Vomiting during pregnancy

Introduction

When the subject of pregnancy is raised, the same problems are often listed over and over again. The pregnant woman feels bloated, has trouble with skin changes and her breasts hurt. Another complication is very often the focus of a pregnancy and affects a large proportion of expectant mothers – vomiting or emesis gravidarum.

Depending on the clinical study, 25 to 90% of pregnant women suffer from nausea and vomiting, at least in the first third of the pregnancy. This is a natural reaction of the body to the changes that pregnancy entails for the female body and usually only needs to be treated conservatively. As a serious disease, hyperemesis gravidarum can develop from this, whereby the transition cannot be exactly defined and is fluid. The disease belongs to the Gestoses, a group of diseases that only occur during pregnancy and are limited in time by pregnancy. On average, only 1-2% of pregnant women develop hyperemesis gravidarum.

Symptoms and complications

It should be clear how emesis gravidarum is manifested. Everyone has at some time in his or her life consciously experienced the process of vomiting and knows the oppressive and extremely unpleasant feeling. Pregnancy vomiting usually occurs in the morning without any trigger of nausea.

The vomiting is performed on an empty stomach (“vomitus matutinus”), which puts additional strain on the stomach, the esophagus and the pharynx, since only stomach acid can be choked out. This can cause heartburn and damage the teeth. During the day, vomiting accumulates up to 10 times on average.

Slight weight loss can be the result of normal emesis gravidarum and is not dangerous if you are initially normal weight (or overweight). The complications become worse when the more aggressive form of hyperemesis gravidarum occurs. The longer-term and stronger or more frequent vomiting can lead to various deficiency symptoms.

The patient’s weight decreases significantly, which can be especially dangerous in women with low body mass or underweight. A state of dehydration sets in: the constant feeling of thirst cannot be satisfied satisfactorily, since vomiting occurs again with greater fluid intake, the mucous membranes are reddened and the tongue is dry, the body temperature rises and urination is minimized. The electrolyte balance is also out of control, as these cannot be supplied to the body according to consumption.
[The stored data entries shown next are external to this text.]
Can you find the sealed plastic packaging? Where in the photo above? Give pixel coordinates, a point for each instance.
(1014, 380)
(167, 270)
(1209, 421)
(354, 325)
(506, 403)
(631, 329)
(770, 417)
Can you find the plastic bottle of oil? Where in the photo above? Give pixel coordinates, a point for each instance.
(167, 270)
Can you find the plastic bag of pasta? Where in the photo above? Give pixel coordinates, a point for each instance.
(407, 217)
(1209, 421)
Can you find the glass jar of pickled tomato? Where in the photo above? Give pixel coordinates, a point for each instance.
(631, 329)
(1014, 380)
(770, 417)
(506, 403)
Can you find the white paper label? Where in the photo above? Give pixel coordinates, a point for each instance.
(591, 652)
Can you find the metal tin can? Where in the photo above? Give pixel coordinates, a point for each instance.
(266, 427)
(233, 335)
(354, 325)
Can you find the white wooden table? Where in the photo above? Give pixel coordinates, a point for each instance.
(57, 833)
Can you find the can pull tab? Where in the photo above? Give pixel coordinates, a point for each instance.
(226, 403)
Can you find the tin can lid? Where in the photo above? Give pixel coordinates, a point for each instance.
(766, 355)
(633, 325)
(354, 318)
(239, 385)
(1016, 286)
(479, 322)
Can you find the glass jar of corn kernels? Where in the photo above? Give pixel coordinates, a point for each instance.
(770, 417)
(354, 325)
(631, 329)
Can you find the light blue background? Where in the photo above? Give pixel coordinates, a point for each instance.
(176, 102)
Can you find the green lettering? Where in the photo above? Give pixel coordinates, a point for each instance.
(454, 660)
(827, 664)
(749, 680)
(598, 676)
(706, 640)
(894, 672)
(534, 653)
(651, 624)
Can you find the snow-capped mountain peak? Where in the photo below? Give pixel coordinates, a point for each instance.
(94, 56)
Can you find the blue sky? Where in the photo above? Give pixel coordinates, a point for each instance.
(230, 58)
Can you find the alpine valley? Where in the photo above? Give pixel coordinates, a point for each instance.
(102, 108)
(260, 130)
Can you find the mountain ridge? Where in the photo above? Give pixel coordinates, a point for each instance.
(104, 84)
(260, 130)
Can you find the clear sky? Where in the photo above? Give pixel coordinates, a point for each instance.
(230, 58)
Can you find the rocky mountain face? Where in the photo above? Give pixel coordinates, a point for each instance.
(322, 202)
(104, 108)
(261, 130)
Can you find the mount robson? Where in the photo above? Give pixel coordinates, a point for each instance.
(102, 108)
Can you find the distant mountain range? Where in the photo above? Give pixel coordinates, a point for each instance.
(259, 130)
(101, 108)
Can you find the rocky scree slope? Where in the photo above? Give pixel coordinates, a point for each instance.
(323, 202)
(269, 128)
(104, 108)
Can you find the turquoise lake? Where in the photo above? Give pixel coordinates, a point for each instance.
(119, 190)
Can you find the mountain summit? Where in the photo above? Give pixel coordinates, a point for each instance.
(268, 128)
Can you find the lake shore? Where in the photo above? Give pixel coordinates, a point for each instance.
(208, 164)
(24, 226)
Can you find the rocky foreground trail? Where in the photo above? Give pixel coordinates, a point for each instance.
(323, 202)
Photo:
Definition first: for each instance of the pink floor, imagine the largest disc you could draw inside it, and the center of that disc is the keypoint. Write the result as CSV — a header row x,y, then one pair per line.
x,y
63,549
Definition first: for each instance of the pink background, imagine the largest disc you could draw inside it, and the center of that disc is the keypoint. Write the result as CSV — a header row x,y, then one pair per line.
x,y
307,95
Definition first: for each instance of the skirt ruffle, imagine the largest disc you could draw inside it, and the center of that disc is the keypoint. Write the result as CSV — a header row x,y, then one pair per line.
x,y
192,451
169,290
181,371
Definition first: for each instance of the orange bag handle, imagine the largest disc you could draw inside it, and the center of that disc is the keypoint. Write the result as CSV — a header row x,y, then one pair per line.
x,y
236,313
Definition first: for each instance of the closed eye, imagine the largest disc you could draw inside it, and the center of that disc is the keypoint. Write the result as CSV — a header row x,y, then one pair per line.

Since not enough food can be taken in through vomiting, the blood sugar level (hypoglycaemia) drops and so-called ketone bodies are formed to supply the cells with the necessary nutrients. These can be detected in the blood and urine and can be used to diagnose the severity of the illness. The patient is clearly in a bad state of health.

In addition, the liver may be restricted in its function. This is impressively demonstrated by an icterus, which the patient then exhibits. In an icterus, also known as jaundice, the interior of the eye (sclerae) changes from white to yellowish and the skin also takes on a distinct yellow tinge.

These changes are reversible after one treatment. The mechanism by which pregnancy vomiting occurs is not yet fully understood. However, there are theories that can provide an explanation, at least in the beginning.

The hormonal change most likely plays a major role in the clinical picture of emesis gravidarum, since many of the complications in pregnancy are hormone-based problems. The hormone hCG, the human chorionic gonadotropin, seems to be particularly important. Its task is to maintain the pregnancy after the egg has been fertilized.

It is produced in the placenta and causes various changes in the maternal body, as well as the production of pregnancy-maintaining hormones such as progesterone. About 24 hours after the egg is fertilized, the level of progesterone begins to rise. In the 8th to 12th week of pregnancy the level of hCG reaches its maximum.

After that, the placenta is fully mature and produces even those hormones necessary to maintain the pregnancy. The hCG level drops again. During this period, the symptoms are relieved relatively quickly, which suggests the connection.

Furthermore, progesterone and estrogen, i.e. other female hormones, as well as the thyroid gland (hyperthyroidism) could also play a role.A further approach to the clarification of the basics of disease development deals with the psychosomatic aspects, which generally occupy an important position in medicine as well as in pregnancy. It is assumed that the majority of all cases of hyperemesis gravidarum have a psychological origin, which is then reflected in the physical. Problems can arise when a woman is confronted with the fact of becoming a mother soon.

Due to the limitations and increased responsibility, the fetus may be perceived as a so-called “blackhead”, which hinders the formation of a maternal-child symbiosis (bond). Among other things, this can result in massive vomiting during pregnancy. The therapeutic procedure for such psychosomatic problems is usually quite simple.

The mother is admitted as an in-patient for pregnancy-related vomiting. Through the presence and care of the attending physicians and nursing staff, the mother is relieved of some of the responsibility and cared for by the staff. These simple circumstances dampen the pressure on the expectant mother and usually lead to the abatement of hyperemesis gravidarum within a very short time.